CPU count

[jaber-the-great]

Are we going to dedicate one CPU core per queue? Or we want to have one CPU core per pair of queues (each core handles one upstream and one downstream queue? ... which kind of does not make sence) If every CPU should handle only one TX queue, there is a bug in the implementation. It would work correctly when we use OnAStick mode; But when we have two separate interfaces, instead of: queuesAvailable = min( queuesAvailable , cpuCount) we should use: queuesAvailable = min( queuesAvailable , cpuCount//2) That's because the value of queuesAvailable read from number of TX queues only correspond to number of queues in one of the interfaces not the sum of all TX queues in both interfaces.

[rchac]

If you run

ls /sys/class/net/INTERFACE/queues/

You should get an equivalent number of TX queues and CPU cores, or RX queues and CPU cores. RX and TX queues are almost always the same as the number of CPU cores unless there's a misconfiguration of the NIC. We just do the min() as a fail-safe in case of user misconfiguration of the NIC.

If we implement what you are proposing, wouldn't would we be limited to 4 queues on an 8 core system?

[jaber-the-great]

I use the same command to get the number of TX queues for each interface. Here we have two issues:

1. By running the command you mentioned, we get the number of TX queues for one interface. The issues is when we are not using onAStick mode, we have two interfaces. Therefore, the number of TX interfaces is twice as much as the number of cpuCount ( n TX queues for upstream and n TX queues for downstream bandwidth shaping). Therefore, if we want to compare do the min, we should get the minimum of number of TX queues for one interface and half of cpuCount PS: Here I ignore the case when number of TX queues are not the same for each interface (Issue #375)
2. The other issue is that I used Veth for traffic shaping and I define the number of queues (using ethtool), so, the cpu count and number of TX queues are not the same.

[rchac]

By running the command you mentioned, we get the number of TX queues for one interface.

Correct

The issues is when we are not using onAStick mode, we have two interfaces. Therefore, the number of TX interfaces is twice as much as the number of cpuCount ( n TX queues for upstream and n TX queues for downstream bandwidth shaping).

Ok right, but we are using ls /sys/class/net/INTERFACE/queues/ in LibreQoS.py. Each CPU core gets an RX and TX queue assigned by default. On an 8-core system, ls /sys/class/net/INTERFACE/queues/ will show 8 TX queues for interfaceA and 8 TX queues for interfaceB.

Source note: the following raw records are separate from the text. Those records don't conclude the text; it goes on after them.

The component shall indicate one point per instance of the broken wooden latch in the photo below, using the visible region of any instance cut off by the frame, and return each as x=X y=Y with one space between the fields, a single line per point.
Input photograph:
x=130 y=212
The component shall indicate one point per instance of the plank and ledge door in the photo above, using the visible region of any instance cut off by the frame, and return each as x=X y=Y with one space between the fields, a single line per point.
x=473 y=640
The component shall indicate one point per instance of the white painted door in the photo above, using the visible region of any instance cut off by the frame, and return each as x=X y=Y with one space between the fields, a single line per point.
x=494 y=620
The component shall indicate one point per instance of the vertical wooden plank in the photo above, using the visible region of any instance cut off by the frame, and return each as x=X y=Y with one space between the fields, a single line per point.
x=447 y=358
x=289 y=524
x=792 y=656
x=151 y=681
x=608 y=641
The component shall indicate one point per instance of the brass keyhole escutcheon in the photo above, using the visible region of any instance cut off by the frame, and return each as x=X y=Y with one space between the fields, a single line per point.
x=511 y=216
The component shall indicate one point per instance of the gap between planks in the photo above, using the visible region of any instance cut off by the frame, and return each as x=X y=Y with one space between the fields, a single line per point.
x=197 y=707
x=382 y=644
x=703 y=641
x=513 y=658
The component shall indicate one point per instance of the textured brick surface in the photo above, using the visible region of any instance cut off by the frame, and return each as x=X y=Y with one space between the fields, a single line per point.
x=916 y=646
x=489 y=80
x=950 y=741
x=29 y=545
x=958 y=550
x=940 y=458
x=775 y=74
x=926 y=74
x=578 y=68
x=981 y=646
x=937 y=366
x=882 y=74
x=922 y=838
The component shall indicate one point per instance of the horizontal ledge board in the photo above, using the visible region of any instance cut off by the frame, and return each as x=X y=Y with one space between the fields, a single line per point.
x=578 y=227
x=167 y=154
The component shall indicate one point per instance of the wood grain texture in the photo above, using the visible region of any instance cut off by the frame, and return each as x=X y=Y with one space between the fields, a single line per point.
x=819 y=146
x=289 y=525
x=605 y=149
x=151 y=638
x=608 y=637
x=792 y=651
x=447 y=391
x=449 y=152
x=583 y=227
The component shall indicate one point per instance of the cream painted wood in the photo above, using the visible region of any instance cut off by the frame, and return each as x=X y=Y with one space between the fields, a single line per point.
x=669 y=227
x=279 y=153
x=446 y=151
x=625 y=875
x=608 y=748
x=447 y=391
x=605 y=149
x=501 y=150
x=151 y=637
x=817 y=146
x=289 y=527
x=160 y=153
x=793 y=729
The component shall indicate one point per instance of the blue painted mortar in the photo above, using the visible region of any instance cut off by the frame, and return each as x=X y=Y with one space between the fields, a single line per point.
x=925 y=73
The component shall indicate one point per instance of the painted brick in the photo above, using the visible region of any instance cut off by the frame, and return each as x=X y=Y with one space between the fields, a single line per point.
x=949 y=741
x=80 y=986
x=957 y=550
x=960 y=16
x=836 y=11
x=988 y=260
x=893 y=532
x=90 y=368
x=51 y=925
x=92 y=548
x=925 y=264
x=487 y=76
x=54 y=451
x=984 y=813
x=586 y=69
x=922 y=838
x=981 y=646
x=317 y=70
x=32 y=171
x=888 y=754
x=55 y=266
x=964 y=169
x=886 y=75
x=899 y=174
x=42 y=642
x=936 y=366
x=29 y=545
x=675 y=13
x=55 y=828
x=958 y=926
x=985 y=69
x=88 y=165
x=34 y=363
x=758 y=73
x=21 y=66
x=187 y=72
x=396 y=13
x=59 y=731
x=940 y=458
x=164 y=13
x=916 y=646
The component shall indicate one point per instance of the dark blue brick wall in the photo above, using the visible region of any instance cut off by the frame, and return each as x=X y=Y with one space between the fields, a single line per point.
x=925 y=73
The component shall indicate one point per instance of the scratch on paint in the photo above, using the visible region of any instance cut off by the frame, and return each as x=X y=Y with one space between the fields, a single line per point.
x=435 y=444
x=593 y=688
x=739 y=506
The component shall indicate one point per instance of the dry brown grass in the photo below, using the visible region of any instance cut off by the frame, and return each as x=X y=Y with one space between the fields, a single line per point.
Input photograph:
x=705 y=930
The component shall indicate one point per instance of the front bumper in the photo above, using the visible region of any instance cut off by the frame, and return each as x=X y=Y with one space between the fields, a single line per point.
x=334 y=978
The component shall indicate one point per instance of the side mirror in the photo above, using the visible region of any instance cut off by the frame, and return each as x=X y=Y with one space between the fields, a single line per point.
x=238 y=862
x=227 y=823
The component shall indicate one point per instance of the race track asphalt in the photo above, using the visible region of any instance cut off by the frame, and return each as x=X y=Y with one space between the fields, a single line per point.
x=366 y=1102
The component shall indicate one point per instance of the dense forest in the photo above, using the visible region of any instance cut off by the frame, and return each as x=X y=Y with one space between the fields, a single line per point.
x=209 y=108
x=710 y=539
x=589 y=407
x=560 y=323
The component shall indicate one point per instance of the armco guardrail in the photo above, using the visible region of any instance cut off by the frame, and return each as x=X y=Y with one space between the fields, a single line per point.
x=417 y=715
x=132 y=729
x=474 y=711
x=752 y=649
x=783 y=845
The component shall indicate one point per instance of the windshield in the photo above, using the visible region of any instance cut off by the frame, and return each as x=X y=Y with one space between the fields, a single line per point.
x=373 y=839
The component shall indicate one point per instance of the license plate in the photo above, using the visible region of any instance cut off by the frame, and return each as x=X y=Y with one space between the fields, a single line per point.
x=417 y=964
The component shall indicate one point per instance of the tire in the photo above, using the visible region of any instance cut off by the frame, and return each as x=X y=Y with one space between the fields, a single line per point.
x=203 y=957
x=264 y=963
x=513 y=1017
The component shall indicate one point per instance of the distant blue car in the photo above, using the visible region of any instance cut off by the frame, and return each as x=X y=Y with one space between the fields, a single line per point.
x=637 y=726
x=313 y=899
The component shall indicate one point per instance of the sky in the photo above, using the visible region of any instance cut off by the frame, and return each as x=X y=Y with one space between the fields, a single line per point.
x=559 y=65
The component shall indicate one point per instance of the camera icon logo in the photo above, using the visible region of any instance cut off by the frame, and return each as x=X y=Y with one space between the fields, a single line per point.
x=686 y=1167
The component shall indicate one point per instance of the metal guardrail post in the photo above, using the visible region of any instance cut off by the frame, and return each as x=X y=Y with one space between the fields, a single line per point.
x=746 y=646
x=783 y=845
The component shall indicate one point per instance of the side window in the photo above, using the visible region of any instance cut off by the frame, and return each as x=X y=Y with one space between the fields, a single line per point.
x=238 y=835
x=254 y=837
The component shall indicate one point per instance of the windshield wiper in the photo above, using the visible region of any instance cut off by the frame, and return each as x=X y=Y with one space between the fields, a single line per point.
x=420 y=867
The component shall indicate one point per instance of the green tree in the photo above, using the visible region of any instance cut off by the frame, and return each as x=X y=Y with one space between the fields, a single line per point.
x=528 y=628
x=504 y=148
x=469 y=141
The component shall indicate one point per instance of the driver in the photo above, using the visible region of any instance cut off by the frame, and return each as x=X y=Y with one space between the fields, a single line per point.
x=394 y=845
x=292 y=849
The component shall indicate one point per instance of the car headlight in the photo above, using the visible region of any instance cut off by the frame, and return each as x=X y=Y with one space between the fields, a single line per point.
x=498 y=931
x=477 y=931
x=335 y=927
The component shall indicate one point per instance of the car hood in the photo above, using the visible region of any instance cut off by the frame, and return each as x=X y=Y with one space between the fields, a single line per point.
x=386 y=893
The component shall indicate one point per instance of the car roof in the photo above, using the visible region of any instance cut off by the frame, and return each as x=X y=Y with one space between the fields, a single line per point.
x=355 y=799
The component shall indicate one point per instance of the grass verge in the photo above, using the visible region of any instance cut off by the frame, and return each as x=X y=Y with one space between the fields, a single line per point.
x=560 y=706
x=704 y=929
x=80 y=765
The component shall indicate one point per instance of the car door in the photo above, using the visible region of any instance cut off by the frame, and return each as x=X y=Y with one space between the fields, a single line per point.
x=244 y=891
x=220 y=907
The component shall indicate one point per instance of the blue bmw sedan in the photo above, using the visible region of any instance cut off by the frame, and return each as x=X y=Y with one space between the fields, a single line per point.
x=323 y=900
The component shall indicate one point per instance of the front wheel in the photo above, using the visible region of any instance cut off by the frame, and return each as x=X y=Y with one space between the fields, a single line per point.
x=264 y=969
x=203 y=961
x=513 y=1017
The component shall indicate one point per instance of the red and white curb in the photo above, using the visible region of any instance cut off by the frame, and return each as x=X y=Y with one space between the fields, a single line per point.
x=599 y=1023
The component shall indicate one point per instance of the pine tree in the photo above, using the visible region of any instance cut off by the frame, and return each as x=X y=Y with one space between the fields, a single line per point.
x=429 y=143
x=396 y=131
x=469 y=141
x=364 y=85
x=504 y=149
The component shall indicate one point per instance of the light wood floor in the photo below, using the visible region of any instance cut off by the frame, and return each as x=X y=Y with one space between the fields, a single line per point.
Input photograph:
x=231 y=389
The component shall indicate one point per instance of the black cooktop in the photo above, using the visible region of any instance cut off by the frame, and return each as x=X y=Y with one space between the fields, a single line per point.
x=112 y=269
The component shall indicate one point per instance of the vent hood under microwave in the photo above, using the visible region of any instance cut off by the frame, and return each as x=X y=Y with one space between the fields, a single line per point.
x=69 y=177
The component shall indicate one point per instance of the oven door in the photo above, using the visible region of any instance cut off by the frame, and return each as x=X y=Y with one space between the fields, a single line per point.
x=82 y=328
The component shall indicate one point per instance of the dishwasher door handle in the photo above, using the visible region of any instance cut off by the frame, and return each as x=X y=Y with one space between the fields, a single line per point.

On line 479, queuesAvailable is calculated as queuesAvailable = min(InterfaceAQueuesAvailable, InterfaceBQueuesAvailable). So it's not the sum of TX queues, it's the minimum between the TX queues of each interface. I don't quite understand why we would use queuesAvailable = min( queuesAvailable , cpuCount//2).

The two interfaces being used would be identical SFP+ ports of a dual-port NIC, so rx/tx queues would be the same between them. We do not currently support configurations where someone wants to use two different model NICs, and that would probably not be easy to officially support in the long-term.

On a standard two-interface, one NIC config, if we were to use queuesAvailable = min( queuesAvailable , cpuCount//2) - you would only be able to utilize half of the available CPU cores for queuing.

Please correct me if I am misunderstanding your proposal. Thanks. 👍

[jaber-the-great]

I think you can support configurations when someone uses two different NIC models (Issue #375 and PR #377 ). Also: queuesAvailable = min(InterfaceAQueuesAvailable, InterfaceBQueuesAvailable) queuesAvailable = min(queuesAvailable , CpuCount) On a 8-core system, Interface A would have 8 TX queues and interface B would have 8 TX queues and the queuesAvailable=8. We have total of 16 TX queues that need to be managed but have 8 cores; which means every 2 TX queue would be managed by one CPU core. (In libreQoS.py, we would iterate 8 times for interface B queues and 8 times for interface A queues to generate tc command for each TX queue, in total 16 queues and 16 cpu cores!!) But if use: queuesAvailable = min(queuesAvailable , CpuCount//2) queuesAvailable = 4 We would iterate 4 times for interface A and 4 times for interface B (in total, 8 queues and 8 cores )

PS: This line would be different when we use OnAStick mode or the number of queues per interface are different. If it does not make sense, I would be happy to have a short meeting and talk about it.